Okay, I'll finally admit it. Miss Prothero's Books is located near a liquor store, not a nice, genteel middle class liquor store where maiden aunts go to buy sherry and fruitcake brandy and hep young couples go to debate the merits of different microbrews.
It's a place that loads up on cheap malt liquor and rot-gut vodka, a place where the down and out go to get down and out. It's the block's bitter old uncle, the barrio's black hole. People who get sucked in don't come back. When they do come back, they've mutated beyond hope.
But what can I say. The owner of the store is just trying to survive, trying to make a buck. Who doesn't stand on someone's back on the way to the top of the pile?

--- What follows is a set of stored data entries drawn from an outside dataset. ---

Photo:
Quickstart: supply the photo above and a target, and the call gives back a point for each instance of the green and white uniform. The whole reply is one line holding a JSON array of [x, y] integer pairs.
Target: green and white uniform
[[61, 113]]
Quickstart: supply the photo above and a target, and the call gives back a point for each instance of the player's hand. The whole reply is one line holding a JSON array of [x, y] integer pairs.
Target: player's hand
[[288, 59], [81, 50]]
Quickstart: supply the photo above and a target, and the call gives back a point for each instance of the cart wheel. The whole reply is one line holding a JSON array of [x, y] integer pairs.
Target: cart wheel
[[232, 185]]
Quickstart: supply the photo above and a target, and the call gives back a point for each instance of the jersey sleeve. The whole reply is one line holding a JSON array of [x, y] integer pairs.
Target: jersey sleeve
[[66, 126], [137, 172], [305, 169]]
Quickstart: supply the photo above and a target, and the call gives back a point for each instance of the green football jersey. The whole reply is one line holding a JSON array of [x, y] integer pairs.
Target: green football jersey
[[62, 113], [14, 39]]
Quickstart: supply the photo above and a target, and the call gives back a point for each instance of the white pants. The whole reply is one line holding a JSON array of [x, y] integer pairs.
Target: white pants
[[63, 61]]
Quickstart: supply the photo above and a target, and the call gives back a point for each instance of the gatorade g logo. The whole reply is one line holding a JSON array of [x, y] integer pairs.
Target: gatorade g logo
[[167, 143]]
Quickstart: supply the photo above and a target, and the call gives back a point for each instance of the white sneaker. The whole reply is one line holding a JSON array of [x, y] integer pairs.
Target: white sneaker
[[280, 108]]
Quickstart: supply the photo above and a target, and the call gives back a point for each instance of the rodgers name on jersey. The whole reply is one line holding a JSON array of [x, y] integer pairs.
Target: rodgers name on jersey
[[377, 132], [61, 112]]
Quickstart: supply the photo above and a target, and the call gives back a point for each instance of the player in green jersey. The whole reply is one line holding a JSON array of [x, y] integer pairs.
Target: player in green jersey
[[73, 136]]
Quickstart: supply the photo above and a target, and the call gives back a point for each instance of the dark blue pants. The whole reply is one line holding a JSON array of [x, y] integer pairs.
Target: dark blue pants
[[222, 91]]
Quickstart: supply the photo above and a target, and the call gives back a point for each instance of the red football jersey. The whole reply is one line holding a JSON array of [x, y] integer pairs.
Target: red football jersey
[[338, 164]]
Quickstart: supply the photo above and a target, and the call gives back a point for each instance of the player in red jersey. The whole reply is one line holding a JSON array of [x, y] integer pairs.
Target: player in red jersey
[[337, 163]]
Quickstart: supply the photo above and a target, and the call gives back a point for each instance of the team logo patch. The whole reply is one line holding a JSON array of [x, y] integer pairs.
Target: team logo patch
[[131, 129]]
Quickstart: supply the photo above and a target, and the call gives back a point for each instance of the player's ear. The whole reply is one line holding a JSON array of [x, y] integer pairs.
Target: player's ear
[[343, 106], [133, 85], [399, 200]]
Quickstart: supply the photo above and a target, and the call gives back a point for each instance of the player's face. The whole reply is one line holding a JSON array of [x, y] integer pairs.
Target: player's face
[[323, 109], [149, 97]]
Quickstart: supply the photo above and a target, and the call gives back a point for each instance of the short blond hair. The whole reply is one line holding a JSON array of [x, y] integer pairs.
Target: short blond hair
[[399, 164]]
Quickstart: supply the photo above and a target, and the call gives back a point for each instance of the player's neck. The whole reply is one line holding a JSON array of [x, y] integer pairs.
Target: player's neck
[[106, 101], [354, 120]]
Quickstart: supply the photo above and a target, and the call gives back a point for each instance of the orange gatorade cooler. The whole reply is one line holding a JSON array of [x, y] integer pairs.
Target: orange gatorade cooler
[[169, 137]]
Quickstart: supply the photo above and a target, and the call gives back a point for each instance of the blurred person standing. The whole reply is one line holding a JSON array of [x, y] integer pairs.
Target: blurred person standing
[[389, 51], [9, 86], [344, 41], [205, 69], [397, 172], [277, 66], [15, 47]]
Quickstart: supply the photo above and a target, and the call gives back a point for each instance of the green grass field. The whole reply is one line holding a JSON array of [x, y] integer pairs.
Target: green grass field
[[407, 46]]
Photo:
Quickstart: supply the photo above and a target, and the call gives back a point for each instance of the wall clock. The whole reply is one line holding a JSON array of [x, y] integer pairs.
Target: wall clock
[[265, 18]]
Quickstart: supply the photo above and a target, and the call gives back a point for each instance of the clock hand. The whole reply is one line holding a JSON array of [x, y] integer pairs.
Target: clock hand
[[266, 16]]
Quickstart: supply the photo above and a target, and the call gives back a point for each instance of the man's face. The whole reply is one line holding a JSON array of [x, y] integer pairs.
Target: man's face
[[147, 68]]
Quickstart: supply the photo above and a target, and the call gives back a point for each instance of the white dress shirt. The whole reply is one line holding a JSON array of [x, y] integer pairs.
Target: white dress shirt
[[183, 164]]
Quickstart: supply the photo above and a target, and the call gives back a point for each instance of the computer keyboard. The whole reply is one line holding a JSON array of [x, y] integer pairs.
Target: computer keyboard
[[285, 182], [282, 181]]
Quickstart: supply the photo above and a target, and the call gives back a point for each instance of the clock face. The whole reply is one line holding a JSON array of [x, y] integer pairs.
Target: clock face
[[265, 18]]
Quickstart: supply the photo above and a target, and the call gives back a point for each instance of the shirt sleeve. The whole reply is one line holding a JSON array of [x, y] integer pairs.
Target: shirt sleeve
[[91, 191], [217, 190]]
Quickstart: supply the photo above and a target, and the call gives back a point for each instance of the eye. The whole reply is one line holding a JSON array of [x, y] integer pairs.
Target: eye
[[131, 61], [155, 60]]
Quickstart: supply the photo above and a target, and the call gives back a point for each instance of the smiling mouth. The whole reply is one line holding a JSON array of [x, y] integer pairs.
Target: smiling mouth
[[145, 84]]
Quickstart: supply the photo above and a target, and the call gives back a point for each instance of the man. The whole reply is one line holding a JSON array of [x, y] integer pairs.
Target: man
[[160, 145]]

Whose back am I standing on?
I had a drunk arrested the other day. I know it's not going to help him. It probably won't help my business, either. He'll be back. When he comes back, he'll sit on the wall next to my store, a big man with a big bottle of Cobra. I'll ask him to leave. He'll flutter his hand at me. I'll threaten to call the police. He'll flutter his hand at me and say, "Go ahead." Add to this recipe the lard of race and class, and I'm left with a terrible tasting piece of the pie.
How do I stand against this overwhelming tide without standing on someone's back?
Books are a consolation of sorts. There's nothing like a good story to put it all into perspective. About a week ago, I finished reading Teague Bohlen's The Pull of the Earth. It's a book about a father and son, two sisters, an angry young man who turns helpless old drunk. It's about family and secrets, murder and second chances, the poisoned mud upon which we build our lives. It's also about standing against the pull of the past and the weight of the world.
Bohlen's book is a finalist for a Colorado Book Award. He and Bob Cooperman will be reading at Miss P's in September. I'm excited. We'll talk about the reading more in another post.